Responding to news that the NCUA reduced the high end of estimated remaining corporate assessments by $900 million, Becker said the high annual assessment doesn’t make sense.
The NAFCU boss said the cost of borrowing $5.1 billion outstanding from the U.S. Treasury – one of the determining factors the NCUA says board members use when setting the annual assessment – is lower than the rate of inflation.
Credit unions should be allowed to use those low rates to their advantage, repaying corporate stabilization costs more slowly with a smaller assessment, Becker said.
Additionally, Becker said the NCUA’s own examiners are pressuring credit unions to reduce expenses.

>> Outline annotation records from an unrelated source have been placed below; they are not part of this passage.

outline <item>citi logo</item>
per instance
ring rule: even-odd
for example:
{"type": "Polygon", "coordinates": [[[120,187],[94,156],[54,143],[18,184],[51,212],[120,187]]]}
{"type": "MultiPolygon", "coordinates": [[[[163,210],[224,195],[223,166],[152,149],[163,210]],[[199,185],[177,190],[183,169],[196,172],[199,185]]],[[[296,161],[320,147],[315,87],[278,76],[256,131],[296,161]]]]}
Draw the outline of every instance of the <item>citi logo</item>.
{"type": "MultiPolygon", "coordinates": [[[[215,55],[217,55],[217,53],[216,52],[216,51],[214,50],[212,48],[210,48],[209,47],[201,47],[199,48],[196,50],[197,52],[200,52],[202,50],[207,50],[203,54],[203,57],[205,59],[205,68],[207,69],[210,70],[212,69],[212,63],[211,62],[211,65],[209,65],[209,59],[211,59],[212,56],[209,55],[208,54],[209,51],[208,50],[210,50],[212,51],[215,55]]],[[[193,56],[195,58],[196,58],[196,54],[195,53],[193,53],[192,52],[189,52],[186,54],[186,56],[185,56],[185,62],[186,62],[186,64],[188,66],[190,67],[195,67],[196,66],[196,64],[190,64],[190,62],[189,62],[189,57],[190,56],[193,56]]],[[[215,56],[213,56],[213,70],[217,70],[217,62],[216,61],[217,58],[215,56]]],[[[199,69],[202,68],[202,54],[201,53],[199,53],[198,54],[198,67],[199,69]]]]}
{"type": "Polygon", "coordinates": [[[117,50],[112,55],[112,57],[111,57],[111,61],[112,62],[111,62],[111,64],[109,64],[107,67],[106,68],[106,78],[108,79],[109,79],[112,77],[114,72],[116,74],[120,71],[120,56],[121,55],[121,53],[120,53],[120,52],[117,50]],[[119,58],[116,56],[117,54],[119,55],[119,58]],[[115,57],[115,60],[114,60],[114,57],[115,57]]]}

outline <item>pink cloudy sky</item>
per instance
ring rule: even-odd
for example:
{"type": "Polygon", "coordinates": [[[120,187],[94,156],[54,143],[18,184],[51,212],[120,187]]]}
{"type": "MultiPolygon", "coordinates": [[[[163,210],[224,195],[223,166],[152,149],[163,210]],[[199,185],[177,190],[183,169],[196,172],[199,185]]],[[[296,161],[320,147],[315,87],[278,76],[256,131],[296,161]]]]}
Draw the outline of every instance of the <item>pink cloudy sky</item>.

“ROA has not returned to what it was before the crisis,” Becker said. “Capital has improved, but examiners are still voicing concerns at many credit unions. Although things are improving, we’re still not there yet.”
Becker pointed out the NCUA’s operating assessment increased this year, which is another hit credit union financial reports will have to absorb. Although it’s likely the federal pay freeze will hold and the NCUA will reduce its budget mid-year, Becker said the regulator won’t return the assessment money.
“Looking at their own criteria, there’s no reason the assessment should be between 8 and 11 basis points,” he said.
CUNA reported its Chief Economist Bill Hampel said that the revised $2.75 billion midpoint of estimated remaining corporate assessments could be fully paid with just over three assessments at last year's rate of 9.5 basis points of insured shares.
If spread over nine years, the annual assessment would only be about 2.5 basis points, he said.